One of the most difficult things for a new cryptocurrency investor to initially get to grips with is the extent to which you are the sole custodian of your new asset. It’s completely different from having funds in a bank, for example, where you are a customer with rights and protections. And the first lesson you need to learn is: do NOT leave your coins hanging around on the exchange where you bought them!
There are a number of reasons why you don’t want to do this:
Firstly, exchanges can get hacked.
Cryptocurrencies are booming, and they’re big news. They’re also pseudo-anonymous and easy to move around the world in a flash – no wonder they’re attractive to hackers. And what is really, really attractive to a hacker? An exchange they know is loaded with lots of lovely money. As a consequence, they operate in a state of open warfare against continual penetration attempts, an ongoing arms race in which sometimes the hackers pull ahead – and funds are stolen.
Sure, some exchanges offer various insurances and guarantees, but at the end of the day if your coins are taken you are largely on your own. And – as the owners of the $450 million Bitcoin ‘lost’ from the Mount Gox exchange found out in 2014 – it’s unlikely that any assets exist to replace what is taken, whatever the cause of their disappearance.
Secondly, YOU can get phished
Even if the exchange itself never gets compromised, fraudsters know that people are logging in and out of them all the time, and go to increasingly subtle and sophisticated lengths to try and get you to log in somewhere else instead. Would you have spotted this one, using an ṇ instead of an n? Certainly in a mobile browser, or an underlined link in an email, you wouldn’t see it at all:
Creating a site that looks enough like the real (and perfectly genuine and secure) Binance exchange is all it takes to complete the illusion and collect people’s passwords.
You can protect yourself to some extent by enabling two factor authentication on all exchange account logins, and using an anonymous dedicated email account for all your cryptocurrency transactions. But the sums involved on exchanges are simply too tempting, so the efforts to rob them will never stop.
So, what can you do?
Keeping your assets warm – or cold
It comes down to the usual trade-off in tech: convenience and usability, versus security.
Funds on an exchange are easy to access and trade, that’s what the exchange is for. Day traders need to be able to move as fast as the market moves, and have to keep their coins right there, ready to buy or sell as soon as the signals are right. But most of us transact much less frequently, and can tolerate slightly less convenient access to our crypto coins, in the name of better protecting them.
The next step is to move your coins to a browser-based ‘hot’ wallet, which is more secure than an exchange but still easy to operate online. Some of them are directly connected to exchanges, like Shapeshift, so you can pretty easily make some quick trades, whilst knowing your coins aren’t sitting there right on the exchange itself. You can make a hot wallet a bit more secure by using a dedicated machine, which is never used for everyday browsing.
There are also desktop wallets like Exodus, which run on your local machine – but of course do have to connect to the internet to transact. They are one stage safer though, because your private keys are stored on your own device, not on the server on the exchange. Of course, you need to keep your machine free of malware, etc, but it’s likely not tempting the big-time hacker attempts in the way an exchange does.
But to truly protect your cryptocurrency from online attacks, you need to get it right OFFline – to a cold storage wallet. Put a literal gap, an ‘air gap’, between your private key and the internet.

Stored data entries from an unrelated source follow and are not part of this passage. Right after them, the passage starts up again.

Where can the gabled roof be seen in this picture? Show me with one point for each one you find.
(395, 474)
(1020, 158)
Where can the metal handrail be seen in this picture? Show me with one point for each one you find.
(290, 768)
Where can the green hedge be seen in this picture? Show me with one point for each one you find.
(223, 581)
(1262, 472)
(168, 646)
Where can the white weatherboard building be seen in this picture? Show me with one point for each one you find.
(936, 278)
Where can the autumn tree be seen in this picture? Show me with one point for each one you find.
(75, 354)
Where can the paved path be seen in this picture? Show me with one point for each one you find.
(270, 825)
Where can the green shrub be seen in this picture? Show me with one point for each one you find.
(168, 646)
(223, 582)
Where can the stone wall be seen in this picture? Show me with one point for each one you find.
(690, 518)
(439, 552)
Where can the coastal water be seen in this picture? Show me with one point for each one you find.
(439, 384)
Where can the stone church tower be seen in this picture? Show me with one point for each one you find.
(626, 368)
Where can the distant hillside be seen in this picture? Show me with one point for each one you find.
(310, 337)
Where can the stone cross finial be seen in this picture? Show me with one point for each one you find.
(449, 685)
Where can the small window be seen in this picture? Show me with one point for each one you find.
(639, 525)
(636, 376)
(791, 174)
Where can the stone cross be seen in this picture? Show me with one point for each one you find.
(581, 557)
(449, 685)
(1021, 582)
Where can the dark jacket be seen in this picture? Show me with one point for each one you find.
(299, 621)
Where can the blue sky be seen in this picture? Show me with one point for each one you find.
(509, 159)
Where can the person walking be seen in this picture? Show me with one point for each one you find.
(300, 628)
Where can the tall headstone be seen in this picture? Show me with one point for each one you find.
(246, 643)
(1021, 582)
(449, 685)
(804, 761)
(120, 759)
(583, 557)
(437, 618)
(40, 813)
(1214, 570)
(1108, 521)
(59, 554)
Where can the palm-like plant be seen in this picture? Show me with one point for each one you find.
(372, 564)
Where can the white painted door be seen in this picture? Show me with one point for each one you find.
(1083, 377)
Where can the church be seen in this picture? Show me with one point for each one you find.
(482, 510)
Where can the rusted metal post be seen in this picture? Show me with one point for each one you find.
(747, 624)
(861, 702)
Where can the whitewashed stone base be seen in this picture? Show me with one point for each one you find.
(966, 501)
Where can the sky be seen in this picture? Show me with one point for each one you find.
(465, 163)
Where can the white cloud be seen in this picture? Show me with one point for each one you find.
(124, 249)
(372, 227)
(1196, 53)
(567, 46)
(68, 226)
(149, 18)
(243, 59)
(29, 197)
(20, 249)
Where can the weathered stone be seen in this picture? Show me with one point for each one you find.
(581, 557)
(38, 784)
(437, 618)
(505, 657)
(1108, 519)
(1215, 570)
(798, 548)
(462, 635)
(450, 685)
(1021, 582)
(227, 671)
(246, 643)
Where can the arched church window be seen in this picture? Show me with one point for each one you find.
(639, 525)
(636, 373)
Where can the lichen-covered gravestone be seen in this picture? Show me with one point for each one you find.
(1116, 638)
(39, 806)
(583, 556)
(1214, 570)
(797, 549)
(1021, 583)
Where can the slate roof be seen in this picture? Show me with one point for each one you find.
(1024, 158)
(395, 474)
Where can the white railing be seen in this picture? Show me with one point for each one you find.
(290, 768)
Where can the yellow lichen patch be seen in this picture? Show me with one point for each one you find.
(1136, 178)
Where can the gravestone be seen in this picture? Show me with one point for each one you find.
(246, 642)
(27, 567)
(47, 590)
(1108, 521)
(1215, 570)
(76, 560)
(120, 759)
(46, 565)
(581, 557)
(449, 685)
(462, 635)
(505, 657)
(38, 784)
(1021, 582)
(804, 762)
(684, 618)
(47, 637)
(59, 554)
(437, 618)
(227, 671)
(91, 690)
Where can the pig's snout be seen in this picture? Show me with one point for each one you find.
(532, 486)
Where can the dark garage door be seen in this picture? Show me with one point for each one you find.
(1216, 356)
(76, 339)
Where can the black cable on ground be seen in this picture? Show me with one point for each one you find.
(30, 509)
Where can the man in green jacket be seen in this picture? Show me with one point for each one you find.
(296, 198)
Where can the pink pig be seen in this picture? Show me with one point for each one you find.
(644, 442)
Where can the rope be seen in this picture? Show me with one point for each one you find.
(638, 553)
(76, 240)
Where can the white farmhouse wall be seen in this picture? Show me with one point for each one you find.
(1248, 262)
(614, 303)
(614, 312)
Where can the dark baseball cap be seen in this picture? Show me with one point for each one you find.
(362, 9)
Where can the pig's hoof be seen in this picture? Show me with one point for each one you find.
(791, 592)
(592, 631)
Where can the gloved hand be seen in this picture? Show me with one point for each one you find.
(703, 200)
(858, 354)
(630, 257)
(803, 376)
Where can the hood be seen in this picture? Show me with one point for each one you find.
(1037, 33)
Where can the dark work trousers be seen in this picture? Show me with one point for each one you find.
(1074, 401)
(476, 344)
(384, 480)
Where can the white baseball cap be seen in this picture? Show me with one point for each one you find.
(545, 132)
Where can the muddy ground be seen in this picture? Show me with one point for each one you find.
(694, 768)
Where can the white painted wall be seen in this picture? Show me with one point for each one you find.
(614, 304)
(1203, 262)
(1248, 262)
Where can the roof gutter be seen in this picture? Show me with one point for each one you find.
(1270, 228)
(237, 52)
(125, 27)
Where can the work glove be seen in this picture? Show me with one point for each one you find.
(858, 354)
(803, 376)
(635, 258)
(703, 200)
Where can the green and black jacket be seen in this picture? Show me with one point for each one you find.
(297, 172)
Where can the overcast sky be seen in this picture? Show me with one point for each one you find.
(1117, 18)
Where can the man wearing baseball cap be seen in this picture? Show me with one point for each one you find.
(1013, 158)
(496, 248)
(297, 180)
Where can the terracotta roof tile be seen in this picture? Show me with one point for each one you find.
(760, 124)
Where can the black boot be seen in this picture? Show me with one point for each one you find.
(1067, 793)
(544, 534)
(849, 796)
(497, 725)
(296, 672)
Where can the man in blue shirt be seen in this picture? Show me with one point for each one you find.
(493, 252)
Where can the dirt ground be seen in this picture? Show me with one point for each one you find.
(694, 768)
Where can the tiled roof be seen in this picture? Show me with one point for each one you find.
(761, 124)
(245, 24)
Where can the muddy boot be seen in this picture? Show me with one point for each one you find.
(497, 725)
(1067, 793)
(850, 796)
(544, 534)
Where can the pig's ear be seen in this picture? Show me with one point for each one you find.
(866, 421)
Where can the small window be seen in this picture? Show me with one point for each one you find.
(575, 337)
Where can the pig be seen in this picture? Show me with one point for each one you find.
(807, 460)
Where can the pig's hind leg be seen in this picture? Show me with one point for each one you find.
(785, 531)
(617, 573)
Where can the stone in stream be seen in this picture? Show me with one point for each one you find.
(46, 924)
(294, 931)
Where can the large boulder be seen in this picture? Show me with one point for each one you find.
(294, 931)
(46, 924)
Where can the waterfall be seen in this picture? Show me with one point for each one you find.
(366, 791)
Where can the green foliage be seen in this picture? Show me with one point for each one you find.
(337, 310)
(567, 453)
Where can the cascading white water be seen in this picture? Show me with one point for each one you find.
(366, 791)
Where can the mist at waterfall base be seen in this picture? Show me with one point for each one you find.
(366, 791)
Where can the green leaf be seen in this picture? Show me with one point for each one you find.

If you think of a hot wallet like the wallet in your pocket – convenient, accessible, but never carrying around more than you could truly stand to lose – then cold storage is akin to a safe or deposit box.
There are a number of dedicated devices you can use to store your cryptocurrencies on, including the Trezor, Ledger Nano and Keepkey. These devices all support different coins and have pros and cons and as ever you need to do your own research, but they’re essentially USB keys secured with a ‘seed’ phrase (usually 12 or 24 words) in addition to PINs and passwords. Securing that seed phrase is vital, and depending on the size of the asset to protect, you might want to keep a copy in a separate location.
You are of course placing your trust in the manufacturer of the device itself, and it goes without saying you must never ever use a pre-owned storage device.
The coldest and least accessible choice of all is to generate a paper wallet, using a specialist online tool for this purpose – but don’t even go to the site until you have run all the virus and malware checks on your computer. After you get there follow the instructions carefully, including downloading the site for offline use, and ensuring that your computer and your printer are fully offline, before you ultimately print out your cryptocurrency wallet.
This is a great way to share or gift cryptocurrency, but as a long term storage option, it does need to be considered vulnerable in the sense that any piece of paper is vulnerable – if that private key is damaged by water, fire, fading or anything else, it’s gone for good.
It’s a good response though, to people who say they don’t trust any currency they can’t see physically, or hold in their hand! Give them $10 worth of Litecoin or something, on a paper wallet, to get started with – who knows how far down the rabbit hole they will tumble on their cryptocurrency adventures?